Legislation in the UK applying to the use of fire door retainers highlights the importance of a risk-assessed approach to fire safety precautions in the workplace. The responsibility for carrying out a Fire Risk Assessment is with the Responsible Person, generally the owner, occupier or employer. A Fire Risk Assessment should be carried out prior to installing all door retainers.
Dorgard X has been tested to and comply with the following standards:
- BS EN 1155: 1997 Building hardware. Electrically powered hold-open devices for swing doors (Manufacturer’s classification number 357113).
- EN61000-6-1:2001 Electromagnetic compatibility (EMC). Generic standards. Immunity for residential, commercial and light industrial environments.
- EN61000-6-3:2001+A11:2004. Electromagnetic compatibility (EMC). Generic standards. Emission standard for residential, commercial and light industrial environments.
- BS 7273-4 category C (Acoustic). Code of practice for the operation of fire protection measures. Actuation of release mechanisms for doors.
The British Standard for fire alarm installation, BS5839-1: 2002, (Clause 16.2), states: -
The sound pressure level of alarm signals should be generally, throughout all accessible areas of the building not less than 65dB(A) . . . where the sound pressure level of background noise is greater than 60dBA, the sound pressure level of the fire alarm signal should be 5dB above the sound pressure level of the background noise.
It is understood that there are some noises in everyday life that may be louder than a fire alarm and persist for longer than 30 seconds, such as a vacuum cleaner.

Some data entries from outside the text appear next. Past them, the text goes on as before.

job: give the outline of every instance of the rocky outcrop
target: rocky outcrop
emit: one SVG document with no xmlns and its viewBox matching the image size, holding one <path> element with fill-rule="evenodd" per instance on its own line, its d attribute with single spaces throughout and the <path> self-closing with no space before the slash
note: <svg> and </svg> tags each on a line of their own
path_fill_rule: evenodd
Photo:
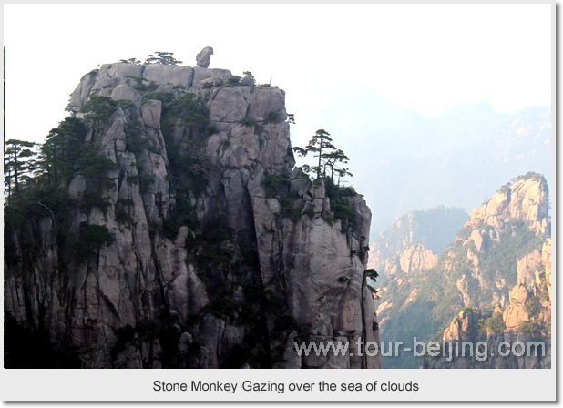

Although required in the British Standard, it is often found that the alarm is not 5 decibels louder.
BS EN 1155:1997
Our door retainers have been tested to and comply with BS EN 1155:1997, Building hardware, electrically powered hold-open devices for swing doors. This is a harmonized European standard which specifies requirements for separate hold-open mechanisms incorporated in a door closer intended to be used on fire/smoke doors.
BS 7273-4 concerns the interface (Critical Signal Path) between fire detection and fire alarm systems with forms of door hardware including devices to hold open self-closing fire doors.
The Critical Signal Path is the connection between the CIE and the door hardware. If the connection is compromised, the door hardware must fail-to-safe. It is important to note that for acoustically actuated systems, fire alarm sounder circuits are not deemed to be part of the Critical Signal Path. There are three categories of actuation within BS 7273:
Fail-to-safe when 12 specified faults or disablements on fire system occur (more if devices are radio actuated). Acoustic actuation is not permitted for this category. Our Dorgard X which receives a signal from System X hardwired, has been developed in accordance with the requirements for category A which is hardwired at the control panel, but controls the doors through the transmission of radio signals.
Fail-to-safe only when critical path wiring faults occur or when there is power loss to release mechanism. Acoustic actuation is acceptable for this category so Freedor and Dorgard comply with the requirements of category B.
As category B, but interfacing via another system. The Critical Signal Path terminates at the other system. A combination of categories can be used throughout a building according to the specific needs of the areas in question on a risk assessed basis. Our Dorgard X which receives a signal from System X acoustic will even fail-to-safe if there is a loss of power to the control unit and complies with category C.
A combination of categories can be used throughout a building according to the specific needs of the areas in question on a risk assessed basis.